I chose a while back to make my own servo wiring distribution boards, only because the Nervo boards weren't available then and I didn't want to wait for them.  I am using adafruit's Metro minis only because I had some of them for other reasons - their advantage is software compatibility with an Uno but in a small form factor, like a Trinket.

In retrospect, I would probably have saved myself a lot of time going with a Nervo set and ended up with the same situation. (more about it here if interested.)

[Mats Önnerby]

I didn't know about the  featherwing product line. To add support for it in MRL should be easy. If it's compatible with the larger version, then maybe no changes are needed at all.  

[Mats Önnerby]

I checked the specifications of https://www.adafruit.com/products/2928 and https://learn.adafruit.com/adafruit-16-channel-pwm-slash-servo-shield

Both the 8-channel and 16-channel version use the same PCA9685 chip. So you can already use it in MyRoboLab :-)

[John-Paul Hopman]

Yep, I found your build log a few months ago. Pretty sure you were the one who got me on the track of using mini arduino's in the arms. I also considered trinkets, but I needed the serial over USB of the mini's for controlling the pins through MyRobotLab.

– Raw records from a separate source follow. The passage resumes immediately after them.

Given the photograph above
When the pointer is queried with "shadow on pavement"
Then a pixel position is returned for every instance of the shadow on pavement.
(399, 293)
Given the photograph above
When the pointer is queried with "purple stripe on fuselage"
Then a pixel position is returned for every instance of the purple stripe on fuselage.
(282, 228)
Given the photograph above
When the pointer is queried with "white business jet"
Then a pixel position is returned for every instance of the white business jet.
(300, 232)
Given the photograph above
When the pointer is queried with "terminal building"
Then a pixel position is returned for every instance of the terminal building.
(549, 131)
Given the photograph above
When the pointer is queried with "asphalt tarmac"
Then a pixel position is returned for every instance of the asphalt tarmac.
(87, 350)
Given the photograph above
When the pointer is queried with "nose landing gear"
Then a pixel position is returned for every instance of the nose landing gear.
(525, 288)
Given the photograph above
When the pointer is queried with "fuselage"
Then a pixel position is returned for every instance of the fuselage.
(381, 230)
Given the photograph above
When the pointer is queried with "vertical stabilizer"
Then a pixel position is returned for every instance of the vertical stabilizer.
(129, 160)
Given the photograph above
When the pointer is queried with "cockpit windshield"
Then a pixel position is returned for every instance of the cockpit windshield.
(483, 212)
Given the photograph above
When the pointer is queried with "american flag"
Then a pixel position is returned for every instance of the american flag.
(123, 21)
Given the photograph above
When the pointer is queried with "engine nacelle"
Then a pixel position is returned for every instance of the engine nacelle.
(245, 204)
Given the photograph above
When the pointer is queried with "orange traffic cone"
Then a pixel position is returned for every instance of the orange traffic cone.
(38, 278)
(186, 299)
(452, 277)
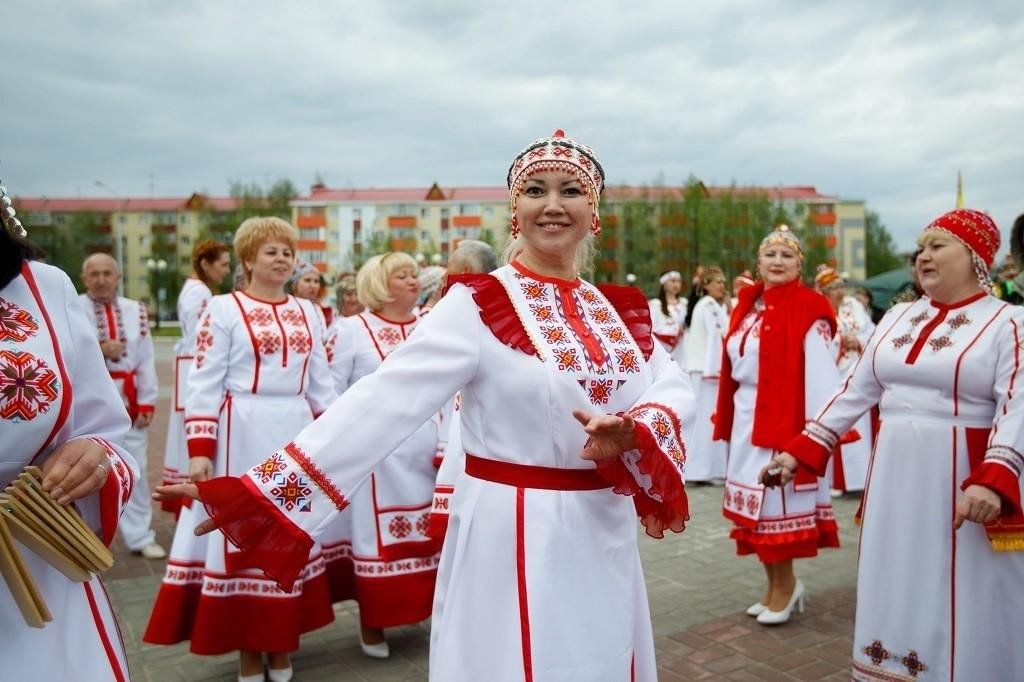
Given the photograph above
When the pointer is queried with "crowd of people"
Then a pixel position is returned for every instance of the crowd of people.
(476, 443)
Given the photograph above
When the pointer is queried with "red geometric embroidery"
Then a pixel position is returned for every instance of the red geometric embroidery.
(259, 316)
(554, 334)
(877, 652)
(388, 336)
(600, 391)
(269, 468)
(300, 342)
(399, 527)
(532, 290)
(204, 340)
(901, 341)
(541, 311)
(28, 386)
(268, 342)
(291, 316)
(566, 358)
(292, 492)
(912, 664)
(15, 323)
(960, 321)
(628, 359)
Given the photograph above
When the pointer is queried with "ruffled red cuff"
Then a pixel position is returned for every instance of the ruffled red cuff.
(664, 505)
(998, 478)
(267, 539)
(809, 453)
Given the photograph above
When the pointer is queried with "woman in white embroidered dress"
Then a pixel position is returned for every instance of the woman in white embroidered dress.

I think that also led me towards the Feather product line temporarily, which included the built in lipo recharger via USB for roughly the same price as the Metro mini plus a recharging backpack. Using the Servo Featherwing would keep me from having to create my own plugin board to connect the servos to the power and arduino mini. But that just added to the cost of the project.

Then, after briefly toying with the idea of going wireless with the ESP8286 Feather board, I realized the Nervo boards were going to be my best choice in the short term and started contemplating this thread. I do like Mats' work with I2C servo control though. You could do 8 servo featherwings in each arm, a Raspberry Pi Servo HAT on the back, and then connect the 7" Raspberry Pi touch screen to that. A RPi3 would give you a 64 bit CPU (?), two USB jacks for the eyes, one for the Kinect, plus bluetooth for a keyboard and wireless control.